飯島一孝ブログ「ゆうらしあ!」

ロシアを中心に旧ソ連・東欧に関するニュースや時事ネタを分かりやすく解説します。国際ニュースは意外と面白い!

ロシア紙、鳩山首相の早期辞任で領土問題先送りを懸念!

2010年06月03日 09時58分52秒 | Weblog
 ロシア紙は3日朝刊で鳩山由紀夫首相の辞任を大きく伝え、首相が約束していた北方領土問題の早期解決ができなかったことをそろって強調していた。ロシア側は親露派の鳩山首相に期待していただけに、解決が先送りされたことを残念がる気持ちがにじみ出ていた。

 ロシアの有力紙コメルサントはタス通信東京支局長のワシーリー・ゴロブニン氏の特別寄稿文を掲載した。その中でゴロブニン氏は、鳩山内閣の支持率が参院選を控え急激に下がったためで、その第一の理由は米軍普天間基地移設の公約を守れなかったことだと指摘した。その上で、鳩山首相の辞任により、もう一つの公約であるロシアとの平和条約交渉早期解決を責任を持って実行する人がいなくなったことを強調した。

 さらにゴロブニン氏は次期首相には菅直人副総理兼財務相が選出される見通しだが、今の状況では日露間の平和条約交渉は再び停滞を余儀なくされるだろうとの悲観的な見方を示した。そして、鳩山首相が昨年9月の就任時に「半年か1年後」に北方領土問題を解決させると熱っぽく語ったことを引用し「しかし、領土問題は米軍基地問題ほど前進しなかった」と残念そうに述べている。

 また、中立系の独立新聞はコンスタンチン・サルキーソフ山梨学院大学教授の寄稿文を掲載。「もし鳩山首相が辞任しなければ、首相自身が考えていたように、ロシアとの領土問題解決に向け前進できたかもしれない」と書いている。

 どちらも鳩山首相に好意的な論調だが、今後の領土問題交渉については不透明感や否定的な見通しがにじみ出ている。これは、日ソ間の戦争状態に終止符を打った日ソ共同宣言(1956年)の日本側責任者だった鳩山一郎氏の孫である由紀夫氏への期待感の裏返しとも言えよう。

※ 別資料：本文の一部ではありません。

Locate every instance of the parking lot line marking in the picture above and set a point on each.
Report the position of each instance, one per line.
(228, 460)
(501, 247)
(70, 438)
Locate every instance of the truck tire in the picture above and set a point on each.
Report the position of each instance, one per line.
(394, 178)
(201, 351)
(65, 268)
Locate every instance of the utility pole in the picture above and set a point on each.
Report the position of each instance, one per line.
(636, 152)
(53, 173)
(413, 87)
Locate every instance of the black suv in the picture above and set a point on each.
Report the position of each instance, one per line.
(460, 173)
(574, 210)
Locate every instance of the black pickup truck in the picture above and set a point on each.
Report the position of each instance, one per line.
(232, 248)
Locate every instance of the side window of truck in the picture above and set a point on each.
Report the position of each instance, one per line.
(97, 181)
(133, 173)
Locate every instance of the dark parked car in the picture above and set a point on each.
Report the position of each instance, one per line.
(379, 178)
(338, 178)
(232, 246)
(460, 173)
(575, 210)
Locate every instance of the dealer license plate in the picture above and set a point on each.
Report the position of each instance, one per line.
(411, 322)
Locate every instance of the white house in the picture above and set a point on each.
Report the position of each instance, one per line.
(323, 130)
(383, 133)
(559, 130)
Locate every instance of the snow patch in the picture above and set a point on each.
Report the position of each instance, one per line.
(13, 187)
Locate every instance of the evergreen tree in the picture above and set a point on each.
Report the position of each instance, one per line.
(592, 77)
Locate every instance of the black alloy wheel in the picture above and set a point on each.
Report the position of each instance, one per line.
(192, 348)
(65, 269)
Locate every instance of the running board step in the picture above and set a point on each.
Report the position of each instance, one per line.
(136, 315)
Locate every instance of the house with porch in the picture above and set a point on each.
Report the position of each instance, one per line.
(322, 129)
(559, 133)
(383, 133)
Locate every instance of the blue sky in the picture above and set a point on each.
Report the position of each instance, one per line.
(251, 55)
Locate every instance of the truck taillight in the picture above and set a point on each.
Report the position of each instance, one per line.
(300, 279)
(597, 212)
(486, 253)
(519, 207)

 民主党は4日に新代表を選出し、同日中に組閣を終える予定だが、新代表はすみやかに鳩山氏の北方領土問題に関する公約を継承すると宣言すべきだ。せっかく盛り上がっているロシア側の期待感に応えなければ、この問題は再びお蔵入りされてしまう。すでにメドベージェフ大統領との間で年内に3回首脳同士の交渉を行うことで合意しており、できるだけ早く本格交渉に入るべきだ。